Goldberg Variations
Na "Ária" inicial ele faz um
passeio pelas teclas do piano. Conta uma "estória", a de nossas mais
antigas recordações, conta a nossa estória a nós mesmos, nos ensina a contar, a
falarmos de nós mesmos, para um receptor oculto. Uma reflexão auditiva, uma
argumentação instintiva, uma ária, ou seja, a música de um solitário, a música
solitária, de uma só voz amante, exprime o sentimento da solidão, a cantiga do
solitário, do esquecido, do ser um retrospecção de seu amor.
A primeira variação nos leva para um
lugar em declive, rápido lugar, de onde voltamos para a ária inicial.

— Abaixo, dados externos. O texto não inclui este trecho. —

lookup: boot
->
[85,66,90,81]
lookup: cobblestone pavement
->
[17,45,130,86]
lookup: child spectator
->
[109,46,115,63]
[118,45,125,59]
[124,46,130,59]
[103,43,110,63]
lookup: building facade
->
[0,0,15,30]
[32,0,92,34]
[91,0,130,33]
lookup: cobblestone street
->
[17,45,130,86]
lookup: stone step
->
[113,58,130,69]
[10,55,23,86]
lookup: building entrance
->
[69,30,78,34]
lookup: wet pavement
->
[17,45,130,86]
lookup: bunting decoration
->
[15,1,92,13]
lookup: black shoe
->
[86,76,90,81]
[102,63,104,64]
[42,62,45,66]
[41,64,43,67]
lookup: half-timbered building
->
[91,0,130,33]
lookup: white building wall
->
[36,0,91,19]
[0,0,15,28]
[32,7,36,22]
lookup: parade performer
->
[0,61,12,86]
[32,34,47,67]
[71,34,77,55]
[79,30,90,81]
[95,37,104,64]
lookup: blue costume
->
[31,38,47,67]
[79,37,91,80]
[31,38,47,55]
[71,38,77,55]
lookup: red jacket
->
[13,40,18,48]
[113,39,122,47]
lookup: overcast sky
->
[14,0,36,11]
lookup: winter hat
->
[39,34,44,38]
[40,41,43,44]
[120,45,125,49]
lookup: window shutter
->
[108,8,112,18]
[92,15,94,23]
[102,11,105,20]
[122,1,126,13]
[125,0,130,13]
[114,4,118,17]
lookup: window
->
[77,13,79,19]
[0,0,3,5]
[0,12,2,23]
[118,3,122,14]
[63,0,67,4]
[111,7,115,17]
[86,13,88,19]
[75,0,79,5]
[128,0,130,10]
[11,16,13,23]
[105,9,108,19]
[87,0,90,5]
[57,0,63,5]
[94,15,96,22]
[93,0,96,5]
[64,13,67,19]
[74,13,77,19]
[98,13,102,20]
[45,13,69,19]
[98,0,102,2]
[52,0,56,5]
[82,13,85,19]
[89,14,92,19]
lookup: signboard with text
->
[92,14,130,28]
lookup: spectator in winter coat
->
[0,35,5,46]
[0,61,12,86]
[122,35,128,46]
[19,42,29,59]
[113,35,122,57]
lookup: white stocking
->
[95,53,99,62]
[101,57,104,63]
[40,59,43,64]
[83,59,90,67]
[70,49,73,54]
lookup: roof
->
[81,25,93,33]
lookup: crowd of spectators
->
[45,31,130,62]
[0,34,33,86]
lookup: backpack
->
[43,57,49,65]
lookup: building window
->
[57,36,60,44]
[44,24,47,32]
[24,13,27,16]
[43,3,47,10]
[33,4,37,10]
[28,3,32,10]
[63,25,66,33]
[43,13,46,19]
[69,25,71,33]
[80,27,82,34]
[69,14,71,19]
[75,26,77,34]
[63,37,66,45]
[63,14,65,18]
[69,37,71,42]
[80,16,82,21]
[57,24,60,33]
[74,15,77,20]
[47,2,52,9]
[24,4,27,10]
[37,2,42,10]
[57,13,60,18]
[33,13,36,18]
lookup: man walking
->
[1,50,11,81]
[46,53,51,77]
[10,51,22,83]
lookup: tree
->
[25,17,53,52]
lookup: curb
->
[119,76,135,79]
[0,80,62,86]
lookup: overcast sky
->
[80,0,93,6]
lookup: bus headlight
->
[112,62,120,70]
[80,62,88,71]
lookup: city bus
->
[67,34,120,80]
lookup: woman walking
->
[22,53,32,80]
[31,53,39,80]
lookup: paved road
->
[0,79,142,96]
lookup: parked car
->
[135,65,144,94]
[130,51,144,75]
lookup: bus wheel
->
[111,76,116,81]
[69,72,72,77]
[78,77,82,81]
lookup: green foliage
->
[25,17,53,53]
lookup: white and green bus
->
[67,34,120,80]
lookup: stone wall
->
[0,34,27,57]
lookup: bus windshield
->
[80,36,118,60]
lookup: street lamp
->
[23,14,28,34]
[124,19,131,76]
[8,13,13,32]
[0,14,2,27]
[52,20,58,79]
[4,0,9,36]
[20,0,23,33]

Na segunda variação alçamos o campo,
onde flores e cores nos recebem e nos recompensam. Os dedos passeiam pelo
teclado.
Ouço Gleen Gould, na gravação de 82,
que prefiro: que é mais lenta, mais clara, mais profunda... porém mais triste.

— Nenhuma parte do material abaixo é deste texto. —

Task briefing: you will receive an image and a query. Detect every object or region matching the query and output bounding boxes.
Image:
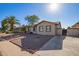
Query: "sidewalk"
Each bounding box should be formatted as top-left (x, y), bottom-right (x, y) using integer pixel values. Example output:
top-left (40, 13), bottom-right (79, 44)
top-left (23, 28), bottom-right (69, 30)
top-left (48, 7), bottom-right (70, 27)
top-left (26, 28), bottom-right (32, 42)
top-left (0, 41), bottom-right (31, 56)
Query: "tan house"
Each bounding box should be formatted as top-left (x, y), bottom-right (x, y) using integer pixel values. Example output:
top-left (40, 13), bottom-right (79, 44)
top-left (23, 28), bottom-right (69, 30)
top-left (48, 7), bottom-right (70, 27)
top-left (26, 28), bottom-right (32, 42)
top-left (67, 22), bottom-right (79, 36)
top-left (30, 21), bottom-right (62, 35)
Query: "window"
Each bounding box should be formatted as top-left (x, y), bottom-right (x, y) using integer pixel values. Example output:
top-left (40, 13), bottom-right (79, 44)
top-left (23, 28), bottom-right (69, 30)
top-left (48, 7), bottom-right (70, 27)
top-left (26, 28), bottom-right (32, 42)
top-left (39, 26), bottom-right (43, 32)
top-left (46, 25), bottom-right (51, 32)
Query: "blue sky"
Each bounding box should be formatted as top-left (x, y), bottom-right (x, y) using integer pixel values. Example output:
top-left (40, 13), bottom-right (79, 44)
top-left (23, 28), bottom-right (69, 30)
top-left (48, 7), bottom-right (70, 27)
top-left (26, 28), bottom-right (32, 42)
top-left (0, 3), bottom-right (79, 28)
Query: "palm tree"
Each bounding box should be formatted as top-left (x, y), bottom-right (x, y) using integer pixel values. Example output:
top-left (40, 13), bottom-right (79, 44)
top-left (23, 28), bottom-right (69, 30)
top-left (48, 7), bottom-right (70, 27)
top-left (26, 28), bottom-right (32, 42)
top-left (25, 15), bottom-right (39, 31)
top-left (25, 15), bottom-right (39, 26)
top-left (1, 18), bottom-right (8, 32)
top-left (8, 16), bottom-right (20, 31)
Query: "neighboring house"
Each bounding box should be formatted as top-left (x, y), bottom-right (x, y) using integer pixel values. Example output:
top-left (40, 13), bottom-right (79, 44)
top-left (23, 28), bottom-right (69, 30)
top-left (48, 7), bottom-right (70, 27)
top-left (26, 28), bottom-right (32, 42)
top-left (30, 21), bottom-right (62, 35)
top-left (67, 22), bottom-right (79, 36)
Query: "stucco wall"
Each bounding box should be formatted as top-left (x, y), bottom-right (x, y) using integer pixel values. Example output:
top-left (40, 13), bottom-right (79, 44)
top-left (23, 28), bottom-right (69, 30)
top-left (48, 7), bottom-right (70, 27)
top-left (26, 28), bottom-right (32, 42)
top-left (67, 28), bottom-right (79, 36)
top-left (57, 29), bottom-right (62, 35)
top-left (36, 22), bottom-right (55, 35)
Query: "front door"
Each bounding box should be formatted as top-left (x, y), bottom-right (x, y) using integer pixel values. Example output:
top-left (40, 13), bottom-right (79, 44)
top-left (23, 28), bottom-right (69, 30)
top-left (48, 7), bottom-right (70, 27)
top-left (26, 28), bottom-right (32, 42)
top-left (62, 29), bottom-right (67, 35)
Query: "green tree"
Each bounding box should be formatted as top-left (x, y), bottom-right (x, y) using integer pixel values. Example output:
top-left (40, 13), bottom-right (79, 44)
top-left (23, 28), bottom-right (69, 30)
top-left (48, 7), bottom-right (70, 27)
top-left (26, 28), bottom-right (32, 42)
top-left (25, 15), bottom-right (39, 26)
top-left (8, 16), bottom-right (20, 31)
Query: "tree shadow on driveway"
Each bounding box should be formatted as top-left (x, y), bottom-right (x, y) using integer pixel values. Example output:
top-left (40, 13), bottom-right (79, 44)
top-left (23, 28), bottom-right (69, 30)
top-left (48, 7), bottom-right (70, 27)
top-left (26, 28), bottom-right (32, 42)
top-left (10, 34), bottom-right (65, 54)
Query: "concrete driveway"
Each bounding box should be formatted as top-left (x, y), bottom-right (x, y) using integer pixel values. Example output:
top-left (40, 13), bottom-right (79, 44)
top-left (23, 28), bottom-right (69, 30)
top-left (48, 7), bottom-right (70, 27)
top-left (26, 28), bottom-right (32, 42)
top-left (0, 36), bottom-right (79, 56)
top-left (34, 36), bottom-right (79, 56)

O genial pianista perto da morte, em
declínio, suas roupas eram desalinhadas, engordara, estava cada vez
pessoalmente mais difícil, mais musical, menos social, pura música, a música
pura.
Na gravação se pode ouvir que ele canta
por trás do piano, pode-se ouvir sua voz, seus murmúrios.
Estou esperando um dia ouvir a
prometida gravação do meu amigo Christopher Schindler. Ele é muito bom em Bach.

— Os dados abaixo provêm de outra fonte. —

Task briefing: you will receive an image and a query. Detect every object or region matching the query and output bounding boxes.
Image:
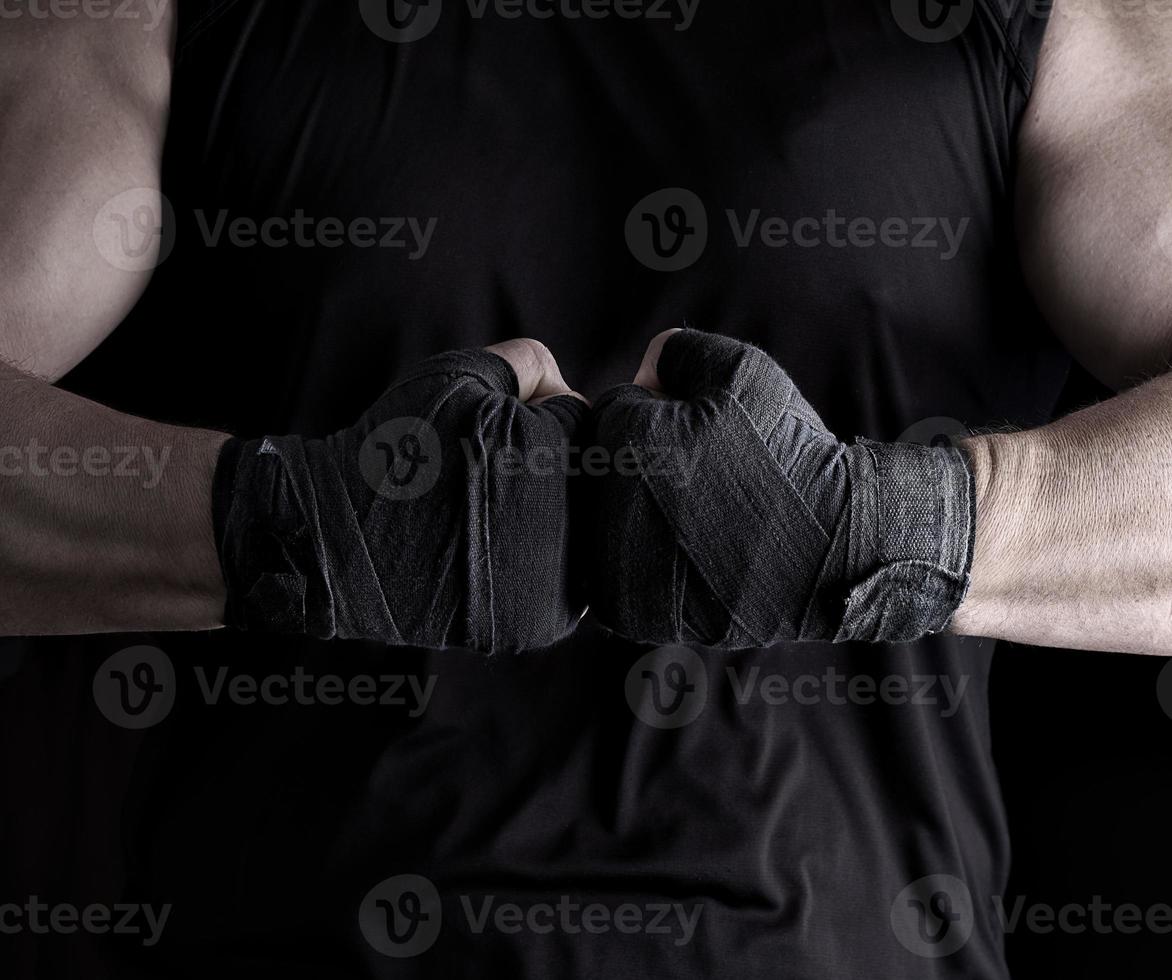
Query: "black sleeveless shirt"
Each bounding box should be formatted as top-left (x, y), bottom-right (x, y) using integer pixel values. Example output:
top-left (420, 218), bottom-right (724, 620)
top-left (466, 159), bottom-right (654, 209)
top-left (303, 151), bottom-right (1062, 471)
top-left (2, 0), bottom-right (1068, 980)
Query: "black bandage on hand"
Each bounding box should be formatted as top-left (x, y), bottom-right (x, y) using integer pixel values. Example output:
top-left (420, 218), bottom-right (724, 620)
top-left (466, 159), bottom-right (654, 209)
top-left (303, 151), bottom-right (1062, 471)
top-left (214, 351), bottom-right (587, 651)
top-left (591, 331), bottom-right (974, 648)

Eu o conheci na Ilha de San Juan, em
Friday Harbour. Ele estudava num velho piano dos alunos de uma escola, um piano
esquecido num canto de uma sala. Aproximei-me, e quando ele parou de praticar
começamos a conversar. Logo estava ele falando num excelente português. Chris fala
não sei quantas línguas, inclusive a linguagem musical. Foi aluno do filho do
polonês Artur Schnabel, para muitos um dos maiores de todos os tempos. Pena que
as gravações de Schnabel sejam tão antigas. Por exemplo a do Concerto N. 1 de
Beethoven é de 1932. Mas apesar de mono, impressionante. Schnabel deixou Berlin
em 33, devido ao regime nazista. A arte de Schnabel percebe-se nos discos de 78
rotações.
A origem da Goldberg Variations é
famosa: O conde Count Hermann Carl von Keyserlingk, de Dresden, que frequentava
Bach em Leipzig para receber aulas de composição, o conde sofria de insônia e
pedia sempre a seu músico particular, de 15 anos, o prodigioso Johann Gottlieb
(Theophil) Goldberg (1727-1756), que tocasse algo no quarto contíguo, para
ajuda-lo a dormir. Durante uma visita em 1742, o Conde pediu a Bach que
compusesse uma peça «de uma quietude calmante» para fazê-lo dormir, e Bach
compôs a "Aria com 30 variações", BWV 988, que ficou conhecida
posteriormente como Goldberg. O Conde, pela magnificência da obra, fazia
Goldberg tocá-la todas as noites. E tão impressionado ficou pela música que
retribuiu Bach com 100 luíses de ouro.